Users can then install with:

pip install my-geneforge-plugin

Troubleshooting

Common Issues

1. Plugin Not Found

  • Check entry point configuration in pyproject.toml
  • Verify plugin is installed: pip list | grep geneforge
  • Check plugin discovery logs: Enable debug logging

2. Import Errors

  • Verify all dependencies are installed
  • Check Python version compatibility
  • Ensure plugin package is in Python path

3. Validation Failures

  • Implement all required abstract methods
  • Check method signatures match interface
  • Validate return types and data structures

4. Performance Issues

  • Use lazy loading for expensive resources
  • Implement caching for repeated computations
  • Profile your plugin code for bottlenecks

Debugging

Enable verbose logging:

import logging
logging.basicConfig(level=logging.DEBUG)

# Or specifically for plugins
logging.getLogger('gfl.plugins').setLevel(logging.DEBUG)

Check plugin status:

from gfl.api import list_available_plugins, get_api_info

# List all registered plugins
plugins = list_available_plugins()
print("Generators:", plugins['generators'])
print("Optimizers:", plugins['optimizers'])

# Check API capabilities
info = get_api_info()
print("Plugin system enabled:", info['features']['plugin_system'])

Examples Repository

For complete working examples, see: - gfl/plugins/example_implementations.py - Reference implementations - tests/test_plugin_interfaces.py - Comprehensive test suite - docs/examples/ - Real-world plugin examples

Community

Contributing Plugins

We welcome community contributions!
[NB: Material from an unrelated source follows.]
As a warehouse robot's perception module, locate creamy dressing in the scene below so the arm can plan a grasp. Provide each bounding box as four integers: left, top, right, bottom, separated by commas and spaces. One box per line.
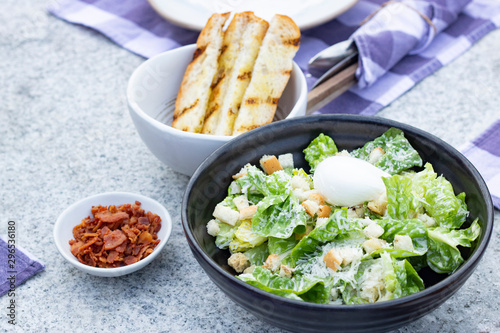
186, 0, 325, 21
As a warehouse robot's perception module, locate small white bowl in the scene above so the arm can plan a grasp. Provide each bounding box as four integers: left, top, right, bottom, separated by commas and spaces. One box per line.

To submit your plugin:

  1. Follow the plugin development guidelines
  2. Include comprehensive tests
  3. Add documentation and examples
  4. Submit a PR or publish to PyPI with proper metadata

Plugin Registry

Maintain a community registry at: https://github.com/GeneForgeLang/plugins

Support

  • GitHub Issues: Report bugs and request features
  • Discussions: Ask questions and share plugins
  • Documentation: Submit improvements and examples

The GeneForgeLang plugin ecosystem enables the seamless integration of cutting-edge AI/ML tools with genomic workflows, democratizing access to advanced computational biology capabilities.